The Brussels region should follow the example of Flanders, with a deposit on the use of plastic containers for water, soft drinks and the like, according to regional secretary of state Bianca Debaets (CD&V). Last week Flemish environment minister Joke Schauvliege announced her intention to intriduce a deposit of 25c on cans and plastic bottles – two and a half times more than the conventional 10c deposit on glass bottles. The measure is aimed at increasing the recycling of aluminium and plastic containers, but the retail industry is against the idea, claiming that small shopkeepers will not be able to collect and store the returned containers, which ought to be the responsibility of the customer.
For Debaets (photo), however, the Flemish initiative gives the momentum needed to make a difference in Brussels as well. “A deposit,” she told Bruzz, “will drastically reduce the rubbish left behind on the streets of Brussels. Flanders has its plans in place; Brussels ought to follow suit.”

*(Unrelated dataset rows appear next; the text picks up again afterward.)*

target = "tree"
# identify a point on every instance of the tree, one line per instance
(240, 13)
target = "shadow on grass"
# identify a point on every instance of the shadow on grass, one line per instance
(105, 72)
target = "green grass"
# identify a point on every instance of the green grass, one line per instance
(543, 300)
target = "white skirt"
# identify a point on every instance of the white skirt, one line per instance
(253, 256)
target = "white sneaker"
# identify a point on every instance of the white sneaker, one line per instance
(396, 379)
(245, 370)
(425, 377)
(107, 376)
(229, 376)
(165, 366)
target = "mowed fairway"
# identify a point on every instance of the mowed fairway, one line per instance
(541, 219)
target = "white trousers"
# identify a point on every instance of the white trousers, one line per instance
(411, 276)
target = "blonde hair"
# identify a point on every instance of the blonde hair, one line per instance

Surveys have shown that street rubbish is a major concern of the city’s residents. “Our bin-men and street-sweepers do what they can, and fines for fly-tipping have gone up sibstantially in recent years. But it’s not enough. We need to tackle the problem of rubbish from various angles.”
The existing blue bag for PMD waste would then become, she proposed, a means of recycling plastic containers not currently included in the collection, such as shampoo bottles, butter cartons and other containers.